(NEW YORK) — Republicans are seeking to turn an Iowa issue — Democrats’ likely decision to scrap the state as first-in-the-nation on its presidential nominating calendar — into a persuasive attack line ahead of the November midterm elections.

At the Republican Party of Iowa’s annual fundraiser in Des Moines on Wednesday, known as the Lincoln Dinner, national and statewide figures lauded their party’s decision to keep the Iowa GOP caucus at the start of the 2024 presidential nominating process, a decades-long tradition that holds pride of place for many Iowans — but which many Democrats have sought to replace for a move diverse and competitive state.

“The Democrats are absolutely walking away from Iowa. They 100% are. They’re moving it. They’re moving their decision till after November, which means they’re walking away from Iowa,” said Republican National Committee chairwoman Ronna McDaniel, the Lincoln Dinner’s headliner.

Iowa is home to one of the country’s most electorally vulnerable House Democrats, Rep. Cindy Axne, who is set to face state Sen. Zach Nunn in November. Axne is trying to hold onto her newly redrawn swing seat in a district that former President Donald Trump handily carried during both his 2016 and 2020 campaigns.

Given Democrats’ fragile majority in Congress, Axne’s fate could help determine the balance of power in the House.

Referring to how Iowa was likely soon to lose its spot on the Democratic calendar, McDaniel said Wednesday, “I think Zach, you should be using this in your race against Cindy.”

Democrats’ new application process this year to choose which states secure early slots in the 2024 schedule effectively demotes Iowa because of the criteria: diversity, competitiveness and feasibility.

In a delay, however, the party won’t finalize its next presidential nominating calendar until the midterm elections are complete.

Conversely, McDaniel said, Republicans have continued to “value” Iowa’s caucus.

“Most of all, it comes down to the grassroots and the investment from you and the serious nature in which you put into selecting who Iowa will choose in your caucus, so I didn’t want to change it,” she said Wednesday.

Despite McDaniel’s criticism, state Democrats had tried to preserve their prominence — and had the support of state Republicans.

Iowa GOP Chair Jeff Kaufmann, the chairman of the RNC’s presidential nominating process committee, was a vocal advocate for Iowa Democrats in their likely unsuccessful fight.
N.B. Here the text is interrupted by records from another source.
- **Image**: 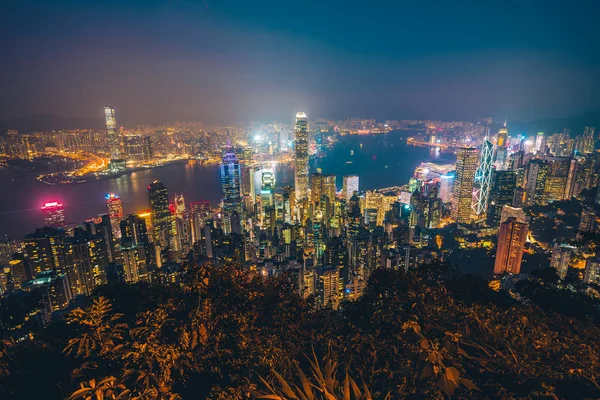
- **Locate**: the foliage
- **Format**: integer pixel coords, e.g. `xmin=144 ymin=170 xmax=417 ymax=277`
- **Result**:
xmin=0 ymin=265 xmax=600 ymax=400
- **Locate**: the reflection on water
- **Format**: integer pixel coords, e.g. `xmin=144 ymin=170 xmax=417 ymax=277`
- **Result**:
xmin=0 ymin=133 xmax=452 ymax=237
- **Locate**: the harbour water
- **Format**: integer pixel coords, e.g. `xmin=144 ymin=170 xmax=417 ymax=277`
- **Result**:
xmin=0 ymin=132 xmax=453 ymax=238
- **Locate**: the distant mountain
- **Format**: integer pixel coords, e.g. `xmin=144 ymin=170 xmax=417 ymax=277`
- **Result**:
xmin=0 ymin=114 xmax=104 ymax=133
xmin=508 ymin=111 xmax=600 ymax=135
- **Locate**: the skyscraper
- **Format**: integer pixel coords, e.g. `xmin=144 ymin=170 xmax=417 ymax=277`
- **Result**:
xmin=342 ymin=175 xmax=358 ymax=202
xmin=104 ymin=193 xmax=123 ymax=243
xmin=452 ymin=147 xmax=477 ymax=224
xmin=221 ymin=147 xmax=242 ymax=233
xmin=525 ymin=159 xmax=548 ymax=206
xmin=439 ymin=173 xmax=454 ymax=203
xmin=294 ymin=112 xmax=308 ymax=202
xmin=104 ymin=106 xmax=121 ymax=160
xmin=473 ymin=139 xmax=494 ymax=216
xmin=550 ymin=242 xmax=577 ymax=279
xmin=487 ymin=171 xmax=517 ymax=227
xmin=148 ymin=181 xmax=172 ymax=248
xmin=42 ymin=201 xmax=66 ymax=228
xmin=494 ymin=121 xmax=508 ymax=170
xmin=494 ymin=217 xmax=529 ymax=275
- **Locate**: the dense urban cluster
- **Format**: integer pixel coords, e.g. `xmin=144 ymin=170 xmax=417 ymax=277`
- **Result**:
xmin=0 ymin=107 xmax=600 ymax=340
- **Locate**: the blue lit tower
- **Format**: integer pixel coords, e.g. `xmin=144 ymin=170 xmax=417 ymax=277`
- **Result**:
xmin=294 ymin=112 xmax=308 ymax=202
xmin=221 ymin=146 xmax=242 ymax=233
xmin=473 ymin=139 xmax=494 ymax=216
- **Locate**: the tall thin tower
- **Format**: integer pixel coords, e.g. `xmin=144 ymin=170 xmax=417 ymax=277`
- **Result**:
xmin=104 ymin=106 xmax=121 ymax=160
xmin=452 ymin=147 xmax=477 ymax=224
xmin=294 ymin=112 xmax=308 ymax=202
xmin=473 ymin=139 xmax=494 ymax=216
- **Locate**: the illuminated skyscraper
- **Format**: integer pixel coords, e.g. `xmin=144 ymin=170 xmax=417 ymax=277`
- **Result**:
xmin=525 ymin=159 xmax=548 ymax=206
xmin=42 ymin=201 xmax=66 ymax=228
xmin=452 ymin=147 xmax=477 ymax=224
xmin=535 ymin=132 xmax=546 ymax=154
xmin=221 ymin=148 xmax=242 ymax=233
xmin=439 ymin=173 xmax=455 ymax=203
xmin=494 ymin=217 xmax=529 ymax=275
xmin=342 ymin=175 xmax=358 ymax=202
xmin=148 ymin=181 xmax=172 ymax=248
xmin=104 ymin=193 xmax=123 ymax=243
xmin=542 ymin=156 xmax=577 ymax=204
xmin=104 ymin=106 xmax=121 ymax=160
xmin=294 ymin=112 xmax=308 ymax=202
xmin=473 ymin=139 xmax=494 ymax=216
xmin=550 ymin=242 xmax=577 ymax=279
xmin=487 ymin=171 xmax=517 ymax=227
xmin=494 ymin=121 xmax=508 ymax=171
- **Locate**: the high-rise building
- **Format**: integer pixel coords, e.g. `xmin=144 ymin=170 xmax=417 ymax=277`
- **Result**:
xmin=452 ymin=147 xmax=478 ymax=224
xmin=221 ymin=147 xmax=242 ymax=233
xmin=148 ymin=181 xmax=173 ymax=248
xmin=23 ymin=227 xmax=65 ymax=278
xmin=583 ymin=258 xmax=600 ymax=285
xmin=342 ymin=175 xmax=358 ymax=202
xmin=472 ymin=139 xmax=494 ymax=217
xmin=525 ymin=159 xmax=548 ymax=206
xmin=42 ymin=201 xmax=66 ymax=228
xmin=65 ymin=229 xmax=108 ymax=296
xmin=542 ymin=156 xmax=577 ymax=204
xmin=579 ymin=207 xmax=596 ymax=232
xmin=487 ymin=171 xmax=517 ymax=227
xmin=535 ymin=132 xmax=546 ymax=154
xmin=104 ymin=193 xmax=123 ymax=243
xmin=439 ymin=172 xmax=455 ymax=203
xmin=104 ymin=106 xmax=124 ymax=170
xmin=294 ymin=112 xmax=308 ymax=202
xmin=190 ymin=200 xmax=211 ymax=243
xmin=494 ymin=217 xmax=529 ymax=275
xmin=550 ymin=242 xmax=577 ymax=279
xmin=494 ymin=121 xmax=508 ymax=171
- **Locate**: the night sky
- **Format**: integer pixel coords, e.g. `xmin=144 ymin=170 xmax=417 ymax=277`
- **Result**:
xmin=0 ymin=0 xmax=600 ymax=124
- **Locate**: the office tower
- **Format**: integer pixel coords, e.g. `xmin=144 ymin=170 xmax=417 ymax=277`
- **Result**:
xmin=583 ymin=258 xmax=600 ymax=285
xmin=242 ymin=165 xmax=256 ymax=211
xmin=342 ymin=175 xmax=358 ymax=202
xmin=294 ymin=112 xmax=308 ymax=202
xmin=42 ymin=201 xmax=66 ymax=228
xmin=120 ymin=214 xmax=150 ymax=246
xmin=23 ymin=227 xmax=65 ymax=278
xmin=121 ymin=238 xmax=148 ymax=283
xmin=104 ymin=193 xmax=123 ymax=243
xmin=148 ymin=181 xmax=172 ymax=248
xmin=525 ymin=159 xmax=548 ymax=206
xmin=104 ymin=106 xmax=121 ymax=160
xmin=65 ymin=228 xmax=108 ymax=296
xmin=494 ymin=217 xmax=529 ymax=275
xmin=494 ymin=121 xmax=508 ymax=170
xmin=221 ymin=147 xmax=242 ymax=233
xmin=581 ymin=126 xmax=596 ymax=154
xmin=500 ymin=206 xmax=529 ymax=223
xmin=486 ymin=171 xmax=517 ymax=227
xmin=439 ymin=172 xmax=454 ymax=203
xmin=8 ymin=257 xmax=29 ymax=289
xmin=542 ymin=156 xmax=577 ymax=204
xmin=190 ymin=200 xmax=212 ymax=243
xmin=534 ymin=132 xmax=546 ymax=154
xmin=452 ymin=147 xmax=477 ymax=224
xmin=260 ymin=170 xmax=275 ymax=226
xmin=317 ymin=265 xmax=340 ymax=310
xmin=579 ymin=207 xmax=596 ymax=233
xmin=550 ymin=243 xmax=577 ymax=279
xmin=472 ymin=139 xmax=494 ymax=217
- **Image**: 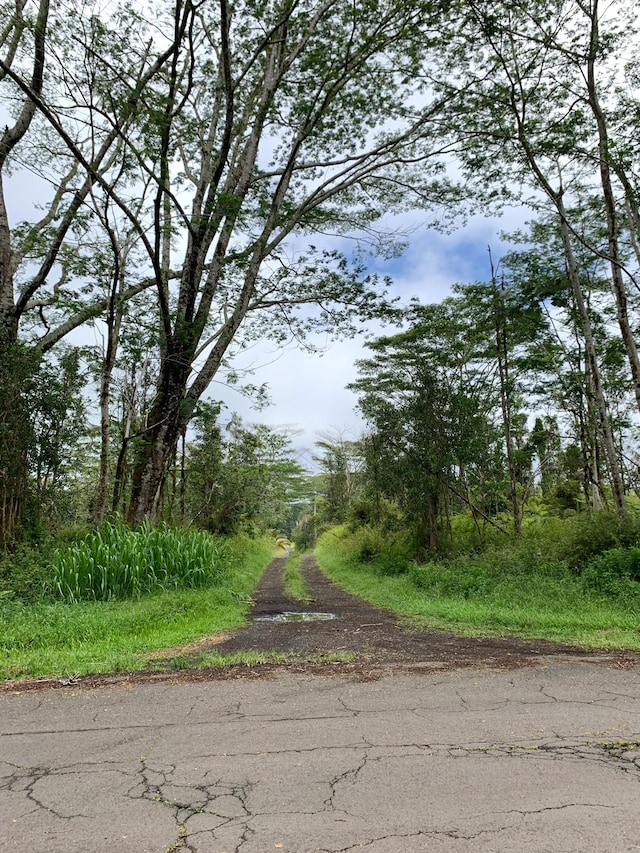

“I stand beside my Democratic colleagues, my Iowa Democratic colleagues,” Kaufmann said on a press call in April.

“I don’t think that the national party wants to send the message that this would send,” he said then.

“Republicans are going to go first. I want Iowa Democrats to go first,” he said. “Look, even if there’s a political advantage to me being able to say that they, you know, they tossed it overboard — I don’t want to be able to say that.”

Iowa, which is majority white, has increasingly been dinged by some Democrats as unrepresentative of the party’s larger electorate. Iowa Democrats chafe at that criticism, noting the state was early to back barrier-breakers like Barack Obama.

Michigan Rep. Debbie Dingell, a Democrat, told ABC News earlier this year that she believed Iowa and New Hampshire — which always holds the country’s first Democratic primary — should not have “a disproportionate impact on the presidential nominating system.”

“I think [Michigan] should have a chance, but I think every state in the country should have an opportunity to be in that rotation, to have presidential candidates know what your issues are,” Dingell said then. “Every region should have their opportunity to get the kind of attention New Hampshire and Iowa do.”

At a DNC meeting in June, Iowa Democrats made their pitch for the top early-state slot along with 16 other states and Puerto Rico.